The hype regarding adverse impact of imported CBUs is uncalled for a number of reasons. The demand for locally assembled cars is expected to remain intact. While the quantum of imported CBUs is expected to increase the demand for locally assembled cars will remain on growth trajectory owing to their cheaper maintenance, easy parts availability and better dealership network. The cars produced locally have a higher indigenization level than the imported cars. Therefore, the provision of after sales service and replacement of parts is much more efficient in case of locally assembled cars. On top of this, local assemblers would continue to enjoy 19% duty protection on cars up to 1000cc. Increase in import of CBUs is expected to result in additional revenue for the local franchise holder. The added advantage is availability of wider product range.

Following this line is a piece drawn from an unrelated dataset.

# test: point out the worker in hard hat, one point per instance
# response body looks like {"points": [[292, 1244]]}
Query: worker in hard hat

Since three assemblers of Japanese brands import 40% of the parts from Japan, any fluctuation in yen-dollar parity is very crucial. The positive point is that in the past nine months yen has depreciated by 9% against the dollar. This depreciation along with stability of rupee against dollar has resulted in 11% depreciation of yen against rupee. This means lower cost of imported Japanese parts. Though the impact has not been visible in terms of any reduction in prices of cars, margins of assemblers have certainly improved.
Yet another factor expected to improve margins of local car assemblers is declining steel prices. According to some estimates an increase of one percent in steel price results in a 25bps dent in the auto companiesí cost of production. It is heartening to note that since January this year steel prices have come down by 20% YoY. This will further improve the margins of local assemblers.